Pendant des décennies, les restes squelettiques d’une femme de l’époque romaine découverts près de Beachy Head en Angleterre ont été au centre d’un récit scientifique changeant. Initialement saluée comme la première Britannique noire connue, puis suggérée comme étant d’origine chypriote, les récents progrès du séquençage de l’ADN ont définitivement révélé son ascendance : elle était une femme locale du sud de l’Angleterre. Cette affaire souligne comment la compréhension scientifique évolue avec la technologie et avec quelle facilité les hypothèses peuvent être renversées.

Du « premier Britannique noir » au local d’Eastbourne

L’histoire a commencé en 2012, lorsque le squelette a été redécouvert dans les archives de la mairie d’Eastbourne. La datation au radiocarbone a placé sa mort entre 129 et 311 après JC, pendant l’occupation romaine de la Grande-Bretagne. Les premières analyses médico-légales du crâne ont conduit à des spéculations sur les origines de l’Afrique subsaharienne, une théorie qui a gagné du terrain auprès du public, notamment grâce à une plaque commémorative érigée en 2016.

Cependant, les premiers tests ADN ont mis en doute cette affirmation, suggérant une possible origine chypriote. Les preuves n’étaient pas concluantes, mais suffisantes pour soulever des questions. Comme le dit le Dr Selina Brace du Musée d’histoire naturelle : « Elle a fait tout un voyage ». La plaque a finalement été retirée suite à un vote du conseil paroissial.

Le rôle de l’évolution de la technologie

La réponse définitive est venue avec l’application de la technologie de capture, qui permet aux scientifiques de récupérer de minuscules fragments d’ADN ancien et de reconstruire des profils génétiques plus complets.
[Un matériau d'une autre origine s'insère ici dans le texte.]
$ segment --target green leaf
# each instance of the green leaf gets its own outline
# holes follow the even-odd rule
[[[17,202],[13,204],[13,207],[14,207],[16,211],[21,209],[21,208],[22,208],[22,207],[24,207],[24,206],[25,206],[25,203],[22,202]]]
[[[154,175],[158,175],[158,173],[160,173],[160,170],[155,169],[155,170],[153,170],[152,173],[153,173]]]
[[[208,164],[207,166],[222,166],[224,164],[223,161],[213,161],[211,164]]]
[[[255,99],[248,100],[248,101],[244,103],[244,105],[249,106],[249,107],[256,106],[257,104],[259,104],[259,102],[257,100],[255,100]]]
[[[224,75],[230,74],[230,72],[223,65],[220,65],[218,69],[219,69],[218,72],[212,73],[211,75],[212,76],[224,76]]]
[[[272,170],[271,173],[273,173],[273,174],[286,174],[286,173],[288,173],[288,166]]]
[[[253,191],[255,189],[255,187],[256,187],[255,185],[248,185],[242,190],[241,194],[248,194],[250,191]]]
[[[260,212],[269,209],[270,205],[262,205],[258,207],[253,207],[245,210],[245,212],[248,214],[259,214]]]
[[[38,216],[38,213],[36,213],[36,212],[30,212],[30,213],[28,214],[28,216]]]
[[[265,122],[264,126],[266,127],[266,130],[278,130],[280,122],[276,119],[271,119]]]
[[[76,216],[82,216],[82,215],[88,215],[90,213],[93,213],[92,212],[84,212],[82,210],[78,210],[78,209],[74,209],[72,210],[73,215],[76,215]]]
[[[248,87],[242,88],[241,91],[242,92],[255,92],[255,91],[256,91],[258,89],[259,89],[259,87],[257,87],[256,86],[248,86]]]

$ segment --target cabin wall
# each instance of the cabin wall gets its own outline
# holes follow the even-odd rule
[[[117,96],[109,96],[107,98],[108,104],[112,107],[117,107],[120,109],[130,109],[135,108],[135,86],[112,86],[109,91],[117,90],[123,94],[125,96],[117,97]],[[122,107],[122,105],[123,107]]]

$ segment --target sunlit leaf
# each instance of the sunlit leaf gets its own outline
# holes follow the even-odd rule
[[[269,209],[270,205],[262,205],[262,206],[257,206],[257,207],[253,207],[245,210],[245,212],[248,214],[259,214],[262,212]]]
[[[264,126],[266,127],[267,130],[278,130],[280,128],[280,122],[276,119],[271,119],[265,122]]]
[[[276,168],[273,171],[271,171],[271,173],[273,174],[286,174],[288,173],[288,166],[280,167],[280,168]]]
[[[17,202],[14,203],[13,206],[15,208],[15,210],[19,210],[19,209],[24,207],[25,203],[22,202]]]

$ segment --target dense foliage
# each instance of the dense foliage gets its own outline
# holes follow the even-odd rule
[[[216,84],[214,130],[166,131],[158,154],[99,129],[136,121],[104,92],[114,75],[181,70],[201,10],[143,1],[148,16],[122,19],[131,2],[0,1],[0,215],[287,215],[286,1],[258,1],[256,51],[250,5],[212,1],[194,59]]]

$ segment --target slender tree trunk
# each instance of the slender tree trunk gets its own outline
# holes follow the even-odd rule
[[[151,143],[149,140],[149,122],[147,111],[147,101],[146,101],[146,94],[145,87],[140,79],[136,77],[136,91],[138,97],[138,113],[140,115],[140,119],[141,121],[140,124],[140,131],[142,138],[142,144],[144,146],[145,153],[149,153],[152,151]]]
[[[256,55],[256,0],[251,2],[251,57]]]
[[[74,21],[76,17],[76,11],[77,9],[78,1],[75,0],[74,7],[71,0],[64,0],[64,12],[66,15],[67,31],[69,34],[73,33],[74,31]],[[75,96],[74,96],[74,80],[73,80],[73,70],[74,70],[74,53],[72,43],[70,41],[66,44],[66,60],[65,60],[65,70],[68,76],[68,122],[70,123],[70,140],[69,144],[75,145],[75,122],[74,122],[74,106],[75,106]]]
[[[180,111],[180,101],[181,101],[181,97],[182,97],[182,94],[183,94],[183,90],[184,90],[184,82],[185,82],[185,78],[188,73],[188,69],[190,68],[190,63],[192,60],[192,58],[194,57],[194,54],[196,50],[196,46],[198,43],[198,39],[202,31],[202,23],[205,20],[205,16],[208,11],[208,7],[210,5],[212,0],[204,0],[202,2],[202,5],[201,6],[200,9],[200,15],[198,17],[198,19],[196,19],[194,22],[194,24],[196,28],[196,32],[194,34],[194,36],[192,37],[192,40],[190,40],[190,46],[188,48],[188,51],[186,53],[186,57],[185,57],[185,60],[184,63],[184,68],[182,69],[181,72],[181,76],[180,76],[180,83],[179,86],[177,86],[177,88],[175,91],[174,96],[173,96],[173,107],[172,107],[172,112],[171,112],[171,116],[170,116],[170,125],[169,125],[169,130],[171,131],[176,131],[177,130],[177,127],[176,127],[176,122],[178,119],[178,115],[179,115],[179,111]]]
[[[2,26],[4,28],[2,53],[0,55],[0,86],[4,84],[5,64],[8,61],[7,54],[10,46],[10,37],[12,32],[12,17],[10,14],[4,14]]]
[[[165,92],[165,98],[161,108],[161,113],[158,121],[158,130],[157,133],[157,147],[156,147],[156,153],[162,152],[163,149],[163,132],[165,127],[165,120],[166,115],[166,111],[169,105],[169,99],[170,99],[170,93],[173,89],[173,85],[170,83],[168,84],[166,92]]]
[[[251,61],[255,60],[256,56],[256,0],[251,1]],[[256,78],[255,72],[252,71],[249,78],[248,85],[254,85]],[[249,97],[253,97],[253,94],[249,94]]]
Cette méthode a donné une couverture d’ADN dix fois meilleure que les tentatives précédentes. Les résultats étaient sans ambiguïté : Beachy Head Woman descendait de la population britannique indigène du sud de l’Angleterre de l’époque romaine.

Il ne s’agit pas simplement d’une correction d’une attribution historique, mais d’une démonstration de comment la science progresse. Les premières tentatives de classification de l’ascendance reposaient fortement sur la morphologie du crâne, une méthode maintenant reconnue comme peu fiable en raison du chevauchement des variations faciales entre les populations.

Au-delà de l’identité : ce que cela signifie

La femme avait environ 18 à 25 ans, mesurait 1,50 mètre et portait une fracture guérie suite à une grave blessure à la jambe. L’analyse isotopique suggère que son régime alimentaire était principalement composé de fruits de mer, ce qui indique qu’elle vivait dans la région.

Le cas de Beachy Head Woman souligne que les récits historiques ne sont pas figés mais sont sujets à révision à mesure que de nouvelles preuves émergent. Plus important encore, cela souligne la nécessité de l’humilité scientifique et l’obligation de corriger les erreurs du passé. Comme le conclut le Dr Brace, “Cela ne modifie pas l’histoire de la Grande-Bretagne. Cela modifie simplement son histoire, et nous lui devions de corriger cela.”